站在神龙山顶,山底下是一片浑浊的水。
苏阳深一脚浅一脚,沿着神龙山脉,赶往呼家寨。
呼家寨是神龙谷三个村子中最大的一个。也是一个全村都姓呼延复姓,没有杂姓的村子。
神龙谷的三个村子,呼家寨也是最团结的一个村。呼家寨说话最有用的是呼延保,他不光年龄最大,也是最有威望的一个。
传说,呼家寨是五百年前大唐名将呼延赞的后裔。为躲避仇家追杀,呼延家族中一支人流落到了神龙谷。
神龙谷的瑰丽美景和奇骏的地形,让呼延后裔留了下来。他们从此在此生根,繁衍生息。
苏阳与呼延保打过交道。他还在呼延保家里住过一夜。
呼延保是个十分健谈的老头,留着有一尺来长的花白胡子。在呼家寨,呼延保咳嗽一声,都有人吓得变脸色。

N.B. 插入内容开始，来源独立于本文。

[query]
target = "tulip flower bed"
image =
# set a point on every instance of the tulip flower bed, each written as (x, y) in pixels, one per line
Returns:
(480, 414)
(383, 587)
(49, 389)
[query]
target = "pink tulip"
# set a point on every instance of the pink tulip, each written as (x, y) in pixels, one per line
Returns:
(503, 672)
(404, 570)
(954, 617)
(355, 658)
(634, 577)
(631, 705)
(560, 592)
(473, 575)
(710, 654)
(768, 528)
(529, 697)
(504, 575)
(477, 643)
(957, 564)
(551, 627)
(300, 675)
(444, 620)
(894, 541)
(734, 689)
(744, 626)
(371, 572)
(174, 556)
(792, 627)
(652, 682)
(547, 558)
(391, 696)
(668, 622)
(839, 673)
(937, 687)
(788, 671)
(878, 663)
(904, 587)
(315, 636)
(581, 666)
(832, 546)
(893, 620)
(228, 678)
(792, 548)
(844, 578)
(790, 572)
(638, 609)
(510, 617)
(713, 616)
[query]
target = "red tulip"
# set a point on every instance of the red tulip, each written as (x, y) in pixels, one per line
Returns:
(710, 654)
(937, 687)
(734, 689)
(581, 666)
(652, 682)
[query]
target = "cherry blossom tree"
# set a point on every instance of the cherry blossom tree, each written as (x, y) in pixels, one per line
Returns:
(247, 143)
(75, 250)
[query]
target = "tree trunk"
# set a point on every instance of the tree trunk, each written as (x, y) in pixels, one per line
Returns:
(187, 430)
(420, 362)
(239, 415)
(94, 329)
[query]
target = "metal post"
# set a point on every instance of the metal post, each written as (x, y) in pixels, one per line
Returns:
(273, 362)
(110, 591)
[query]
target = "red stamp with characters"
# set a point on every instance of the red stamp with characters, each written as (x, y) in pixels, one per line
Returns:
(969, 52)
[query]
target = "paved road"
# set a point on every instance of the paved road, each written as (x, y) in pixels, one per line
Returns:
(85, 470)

呼延保当年在半岛上打过仗,是从死人堆里爬出来的。同村去了八个人,他是唯一回来的一个。但是呼延保很少讲他在半岛上的故事。即便有人提起,他也只是长叹一声,不说一个字。
没有人知道呼延保在半岛上经历过什么。战争结束后,呼延保从部队回来,从此再没去过远方。
他又是一个脾气十分倔傲的人,一言不合,便与人吹胡子瞪眼。
神龙乡的干部,看到他都会选择绕道走。因为,他一逮到他们,便会不分你红皂白破口大骂。骂干部的原因,在于呼延保觉得神龙乡的干部太无能,至今连一条通往山外的路都没有。
而在苏阳看来,神龙乡也确实像是被遗忘了一样。他记得自己当初回山南县搞毕业社会调查,问起山南县最穷的是哪一个的时候,全县的干部异口同声告诉他——神龙乡。
神龙乡是山南县最边缘的一个乡镇。过了神龙乡,就到了邻县紫东县的山口镇了。
尽管只有一山之隔,神龙乡与山口镇却像是两个世界一样。最令人疑惑的是,两地至今都没有一条像样的路连通起来。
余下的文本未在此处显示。